Logo de cara, minhas férias foram problemáticas. Ainda no mesmo mês de janeiro, um maldito alarme também fudeu a minha vida. By the way, este foi o ano da merda automotiva. Além do pobre Corolla, vítima da escrotidão pública, e do Astra, vítima da escrotidão privada, agora o Sandero também tá de rosca, vítima da anencefalia e do descaso particular e público. Aliás, o post sobre esta última história foi escrito como uma reclamação a ser endereçada à própria Renault (e foi) e não propriamente como um post desta bagaça (por isso que tá bem escrito). Quando o causo tiver um deslinde, recontá-lo-ei aqui da maneira própria.
Ah, ainda esqueci de dizer que passei boa parte do ano na iminência de trocar de carro, principalmente em razão de o Astra ter saído de linha, o que não aconteceu, já que a bufunfa não pintou no trampo. Resultado: desde que o adquiri, há pouco mais de dois anos, depreciação de R$3600, obviamente a maior parte dela no último ano.
Vida de profissional solitário em início de carreira não é fácil. Nada deu muito certo lá no escritório. Inicialmente, foi aquela angústia pela falta de clientes (e sobra de gastos). Isso sem falar no tanto que trabalhamos de graça, sem querer.

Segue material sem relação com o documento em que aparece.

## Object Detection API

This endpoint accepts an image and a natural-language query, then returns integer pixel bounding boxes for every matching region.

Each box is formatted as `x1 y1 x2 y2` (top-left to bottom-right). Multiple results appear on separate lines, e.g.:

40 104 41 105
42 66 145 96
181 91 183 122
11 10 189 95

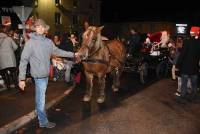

Depois, quando começaram a aparecer algumas pessoas, cheguei em outra situação de certa forma oposta, mas igualmente desinteressante: fiquei sem tempo pra estudar e o material de estudo se amontoou (e continua amontoado). Isso sem falar de vários outros pequenos problemas, como esse. Solução: fechar a bagaça.
Mas não pensem que minha vida ficou fácil depois disso. Ainda continuo advogando e, por Murphy, tive que resolver várias tretas advocatícias enquanto resolvia as pendengas pra poder deixar a sala em que trabalhava. E continuo tocando processos, mas agora de casa.
Decidi que o melhor a fazer era focar nos estudos e prestar todos os concursos do mundo pra poder arrumar um emprego decente, que me permita ter uma rotina mais estabelecida, me pague algum salário - porque não dá mais pra viver moneyless - e me possibilite continuar estudando. Em razão disso, já tenho concurso agendado até março. E outros em vista para me inscrever.
E com relação aos famigerados estudos, apesar de todos os altos e baixos deste aninho de merda que foi 2011, até que estudei bastante. Menos do que poderia, é claro, mas não foi pouco. Como leio literalmente uns 15 livros aos mesmo tempo, fica até difícil de mensurar. Sei que acabei um de umas 300, outro de mais de 600... Ambos repostos por suas continuações, porque as respectivas disciplinas tem a totalidade do conteúdo disposta em vários volumes.
Diante de tudo isso, minha prioridade absoluta pra 2012 é simples: ganhar dinheiro (mas sem deixar de estudar, é óbvio). Não é fazer muito dinheiro, mas simplesmente ganhar algum dinheiro. Ter salário no fim do mês, no momento, já é o bastante. Se for os 18 paus que paga o Senado, excelente. Mas já estou aceitando os 1600 da prefeitura de Morato.
Falando em concursos, nos dois últimos dias saíram os resultados dos dois que prestei até agora.
Tecnicamente, passei em ambos, porém, como o número de aprovados é bem maior que o número de vagas e minha classificação não foi das mais incríveis, em um deles tenho uma pequena chance de ser chamado (num futuro nem tão próximo) e no outro, quase nenhuma (desconfio que fui sabotado neste último, que não era mesmo uma seleção das mais sérias e hígidas de que já participei).
Julgo os resultados em ambos positivos, até porque foram os primeiros que prestei para cargos privativos de bacharel em Direito. É uma mostra de que as literalmente milhares de páginas que li só nos últimos 8 meses, somadas a 5 anos levados a sério (dentro do possível) na São Francisco estão dando algum resultado.
Bom, que venha 2012. E que seja melhor que 2011, mesmo que para isso não precise de muito.